大正十年には鳥取に戻り、文芸誌『水脈』を創刊し、『我等』と同様に文化芸術運動を続けたが、関東大震災後に田中古代子とともに再上京し、大正十五年に社会主義文献の出版を主とする南宋書院を創業するに至る。そして「無産者自由大学」や「奢灞都南柯叢書」などに始まる出版活動を展開していった。その出版物の全貌はわからないが、既述したように、昭和四年の林芙美子の処女詩集『蒼馬を見たり』南宋書院から出されている。これは林の友人が費用を負担した自費出版だった。『林芙美子』(「日本文学アルバム」20筑摩書房)に、この『蒼馬を見たり』の書影、及び新宿の中村屋での出版記念会の写真が掲載されている。二十五名ほどの人物が写っていて、女性のほうが明らかに多く、平林たい子宇野千代の顔も見える。この中に湧島や田中古代子はいるのだろうか。
蒼馬を見たり

しかし梅原北明たちのポルノグラフィ出版社も昭和七、八年には姿を消してしまったように、左翼出版物も刊行する南宋書院も危機が迫っていた。やはり昭和七年に南宋書院は終わりを迎え、湧島と古代子は失意のうちに鳥取へ帰る。そして古代子は十年に睡眠薬自殺してしまう。
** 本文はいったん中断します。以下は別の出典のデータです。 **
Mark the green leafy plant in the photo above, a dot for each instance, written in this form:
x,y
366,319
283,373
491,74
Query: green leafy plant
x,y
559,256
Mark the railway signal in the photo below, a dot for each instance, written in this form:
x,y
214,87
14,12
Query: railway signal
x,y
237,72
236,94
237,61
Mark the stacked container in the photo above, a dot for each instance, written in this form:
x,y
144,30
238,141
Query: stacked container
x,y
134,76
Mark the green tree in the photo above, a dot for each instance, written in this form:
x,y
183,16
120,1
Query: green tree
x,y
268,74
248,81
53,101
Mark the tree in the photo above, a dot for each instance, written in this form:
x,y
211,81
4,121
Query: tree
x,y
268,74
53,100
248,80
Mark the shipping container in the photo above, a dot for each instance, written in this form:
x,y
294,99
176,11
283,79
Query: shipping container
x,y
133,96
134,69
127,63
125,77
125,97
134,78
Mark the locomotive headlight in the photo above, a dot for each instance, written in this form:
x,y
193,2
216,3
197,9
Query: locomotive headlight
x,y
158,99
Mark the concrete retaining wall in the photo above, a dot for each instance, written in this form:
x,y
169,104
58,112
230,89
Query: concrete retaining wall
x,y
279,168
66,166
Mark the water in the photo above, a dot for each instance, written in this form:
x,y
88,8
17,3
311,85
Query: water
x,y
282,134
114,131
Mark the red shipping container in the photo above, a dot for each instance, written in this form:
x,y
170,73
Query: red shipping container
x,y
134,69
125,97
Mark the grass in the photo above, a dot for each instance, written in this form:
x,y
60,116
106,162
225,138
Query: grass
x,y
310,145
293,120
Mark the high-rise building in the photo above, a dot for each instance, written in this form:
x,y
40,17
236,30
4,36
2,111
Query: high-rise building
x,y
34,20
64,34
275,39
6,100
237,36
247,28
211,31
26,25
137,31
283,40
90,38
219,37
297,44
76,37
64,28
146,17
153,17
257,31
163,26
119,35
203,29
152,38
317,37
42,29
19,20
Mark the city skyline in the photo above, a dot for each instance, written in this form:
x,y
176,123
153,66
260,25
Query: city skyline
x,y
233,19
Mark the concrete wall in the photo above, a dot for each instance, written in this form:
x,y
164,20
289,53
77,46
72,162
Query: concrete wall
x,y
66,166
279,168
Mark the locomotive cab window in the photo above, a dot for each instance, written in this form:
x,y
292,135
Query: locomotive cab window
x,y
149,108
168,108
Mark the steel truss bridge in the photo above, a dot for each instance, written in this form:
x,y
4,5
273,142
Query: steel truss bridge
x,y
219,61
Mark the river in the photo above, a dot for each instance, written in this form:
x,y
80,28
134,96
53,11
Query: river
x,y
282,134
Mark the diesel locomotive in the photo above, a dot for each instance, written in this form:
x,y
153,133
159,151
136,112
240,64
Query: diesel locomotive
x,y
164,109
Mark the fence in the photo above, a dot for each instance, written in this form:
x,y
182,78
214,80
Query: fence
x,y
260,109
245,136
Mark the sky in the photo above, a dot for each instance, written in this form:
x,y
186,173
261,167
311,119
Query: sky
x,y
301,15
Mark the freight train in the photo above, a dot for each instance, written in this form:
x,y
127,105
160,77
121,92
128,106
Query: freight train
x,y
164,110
どのような事情によるのか、湧島は『日本近代文学大事典』に立項されていて、帰郷後、山陰自由大学の創立、農民運動、水平運動に参加し、戦後は日本海新聞編集長、鳥取医療生協専務理事、日ソ協会支部長とあった。だが妻は古代とあり、大正十年に『朝日新聞』の懸賞小説に当選した北浦みお子と記されているだけで、田中古代子としては立項されていなかった。
日本近代文学大事典

だが平成時代に入って、田中古代子は作家として再評価され始め、平成十年に鳥取女流ペンクラグ編による『尾崎翠・田中古代子・岡田美子選集』が地元の富士書店から出版され、死後六十余年を経て、新たに読まれ始めようとしている。また「鳥取文壇」の見取図は、白井喬二『さらば富士に立つ影』(六興出版)や橋浦泰雄『五塵録』(創樹社)にもうかがえるが、『尾崎翠・田中古代子・岡田美子選集』に寄せられた田中古代子に関する内田照子の「作家ガイド」は「鳥取文壇」、南宋書院、湧島夫妻のコンパクトな解説となっていて、とても参考になるし、同書には古代子の「略年譜」も付されている。

湧島と古代子はまず南宋書院印刷所から始めたようで、その印刷所で平井功は二人と会っていたはずだ。その後の三人の軌跡を考えると、出版とその時代というものに対する感慨を覚えざるを得ない。